You’re also a journalist/writer for various newspapers and magazines. How does your writing influence your pursuit of music?
Tris: Phil Ochs called himself a singing journalist, and I always thought that sounded like something to aspire to. Some of the best known Ochs songs are really editorials – they were position papers with a political argument, like “Here’s To The State Of Mississippi” – and I don’t really do that. But then there are others that are sung from the point of view of an invented character. Which is an underutilized journalistic tactic, if you ask me! Anybody doing a story worth anything must first create a voice, and that includes autobiographical stories. I think that’s something that good writers do reflexively: even emo records, which are supposed to be true reflections of the singer’s soul, are invariably sung from the perspective of a gonzo version of the writer. It would be pop malpractice to do anything else. Pop demands a character, and that character should be, if not larger-than-life, at least wrestling with larger-than-life stuff.

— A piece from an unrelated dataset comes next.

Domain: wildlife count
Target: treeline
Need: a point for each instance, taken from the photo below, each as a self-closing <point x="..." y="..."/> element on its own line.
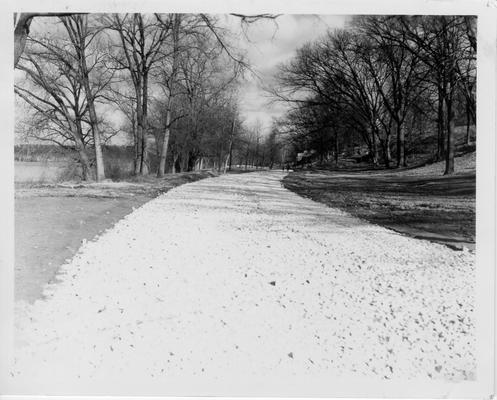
<point x="380" y="81"/>
<point x="168" y="80"/>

One of the biggest misunderstandings about journalism is that it’s meant to be transparent: that the reporter and the publication are just filters through which the reader accesses something objectively true. The first thing you learn when you do journalism is that that’s impossible. The writer and the publication are always present. He’s the conduit through which the story arrives. The more interesting the conduit is, the more resonance the story will achieve. That’s something that Orwell understood, deeply, even as he was telling us all that good writing was like a pane of glass. His writing was never a pane of glass, thank goodness!